Lt. j.g. Shannon Hefferan, NOAA Corps, who was assigned to the Delaware II as a navigation and operations officer before joining the crew on the NEFSC's nearshore research vessel Gloria Michelle, then rang the bell four times, symbolic of a commissioning.

Bill Karp, NEFSC Science and Research Director, said a ship’s bell for him symbolized the importance of the research fleet to the work of the science centers, and the relationship between the centers, the fisheries service and OMAO. Although he grew up with a different vessel which is also now decommissioned, the Miller Freeman, Karp said it was clear how important any particular research vessel is to the life of an institution such as the science center.

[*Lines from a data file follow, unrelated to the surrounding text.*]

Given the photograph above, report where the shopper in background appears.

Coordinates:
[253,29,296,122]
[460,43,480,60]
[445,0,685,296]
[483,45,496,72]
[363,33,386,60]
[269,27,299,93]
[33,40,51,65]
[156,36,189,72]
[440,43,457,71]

"Many of you grew up with this vessel, grew up professionally and spent a lot of time at sea, and have a lot of stories to tell. That’s a very important part of the tradition of this center," Karp said, noting the bell also represented the very strong and critical relationship between the centers, the fisheries service and OMAO.

"Hearing that bell ring and resonate so richly in this room, I am reminded of the history and tradition of the science that we do, the importance of the work that we do, and the importance of the partnerships that we have in doing that work," said Karp.

A celebration of the ship’s 44 years of service was held in Woods Hole June 15. Rear Admiral Michael Devaney, director of the NOAA Commissioned Officer Corps and director of the NOAA Office of Marine and Aviation Operations; Rear Admiral David Score, director of NOAA’s Marine and Aviation Operations Centers; and Captain Lopez attended that celebration. Delaware II sailed from Woods Hole for the last time on June 20, headed for NOAA’s MOC-Atlantic fleet facilities in Norfolk, Virginia. The 155-foot vessel was formally decommissioned in Norfolk September 28, 2012 at 11:06 a.m. The vessel’s future is unknown, although it is likely to be put up for sale.